TOKYO -- Suspicious communications between the computers of Tokyo-based cryptocurrency exchange Coincheck and unidentified servers outside Japan began weeks before the Jan. 26 theft of 58 billion yen ($542 million) of the cryptocurrency NEM, a new finding suggests, a person close to the police investigation said.
The finding suggests someone hacked into the Coincheck system via employee email and stole a "private key" necessary to transfer NEM.
According to the person, several Coincheck employees received English-language emails appearing to be an internal message from a colleague in early January. Once the sender's address was clicked, the user's computer was infected with a virus that enabled it to be operated from outside the company.
Soon afterward, Coincheck's system began contacting external servers in Europe and the U.S. without proper instructions. The suspicious communications went on until almost midnight on Jan. 25, then stopped as a large amount of NEM began moving out of the exchange's system soon after the date changed to Jan. 26.
Takayuki Sugiura, head of the Tokyo-based information-security consultancy L Plus, said it was likely someone repeatedly accessed Coincheck's server to steal the private key for the NEM transaction.
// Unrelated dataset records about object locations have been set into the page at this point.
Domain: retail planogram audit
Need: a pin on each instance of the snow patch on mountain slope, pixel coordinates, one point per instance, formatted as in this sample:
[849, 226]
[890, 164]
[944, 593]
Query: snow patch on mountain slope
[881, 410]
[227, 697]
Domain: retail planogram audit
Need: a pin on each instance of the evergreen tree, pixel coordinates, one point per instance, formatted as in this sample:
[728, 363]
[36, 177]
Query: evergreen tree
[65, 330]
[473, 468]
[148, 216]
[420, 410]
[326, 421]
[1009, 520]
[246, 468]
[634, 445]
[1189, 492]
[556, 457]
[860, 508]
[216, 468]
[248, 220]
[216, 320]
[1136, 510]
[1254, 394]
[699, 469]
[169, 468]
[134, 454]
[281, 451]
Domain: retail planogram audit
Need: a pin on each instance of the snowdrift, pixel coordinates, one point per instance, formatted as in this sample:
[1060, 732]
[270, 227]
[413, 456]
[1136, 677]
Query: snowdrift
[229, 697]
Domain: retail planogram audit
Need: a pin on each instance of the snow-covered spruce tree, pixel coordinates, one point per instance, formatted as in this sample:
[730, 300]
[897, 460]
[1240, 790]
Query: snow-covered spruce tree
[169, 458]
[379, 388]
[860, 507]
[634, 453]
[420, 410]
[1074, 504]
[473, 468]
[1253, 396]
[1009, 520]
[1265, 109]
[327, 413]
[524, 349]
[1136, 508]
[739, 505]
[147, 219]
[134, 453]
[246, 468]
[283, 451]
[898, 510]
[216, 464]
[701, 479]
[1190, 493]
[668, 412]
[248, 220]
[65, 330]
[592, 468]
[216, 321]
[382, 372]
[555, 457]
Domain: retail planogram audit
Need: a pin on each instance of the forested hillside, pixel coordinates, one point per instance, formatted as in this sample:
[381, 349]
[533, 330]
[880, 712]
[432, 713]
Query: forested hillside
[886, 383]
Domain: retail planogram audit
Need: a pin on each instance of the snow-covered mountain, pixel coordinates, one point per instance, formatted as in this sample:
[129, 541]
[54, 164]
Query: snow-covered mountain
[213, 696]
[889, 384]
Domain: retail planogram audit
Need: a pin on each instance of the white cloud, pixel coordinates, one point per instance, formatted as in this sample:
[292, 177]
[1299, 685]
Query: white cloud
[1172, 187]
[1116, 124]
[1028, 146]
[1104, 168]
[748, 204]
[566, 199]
Sugiura estimates that roughly 40% of the NEM stolen, worth about 25.5 billion yen, has already been exchanged for bitcoin and other currencies.
On about Feb. 7, messages seeking to exchange NEM with other virtual currencies appeared on an anonymous "dark web" site.
The Tokyo Metropolitan Police Department has deployed about 100 police officers to analyze records of suspicious access to the Coincheck server and possible connections with the NEM theft.
The stolen money that has been converted to bitcoin is being kept at several e-wallets, with hundreds of millions of yen in each, the person close to investigation said, adding that individuals involved in the NEM heist are preparing to change the currency into cash at exchanges outside Japan.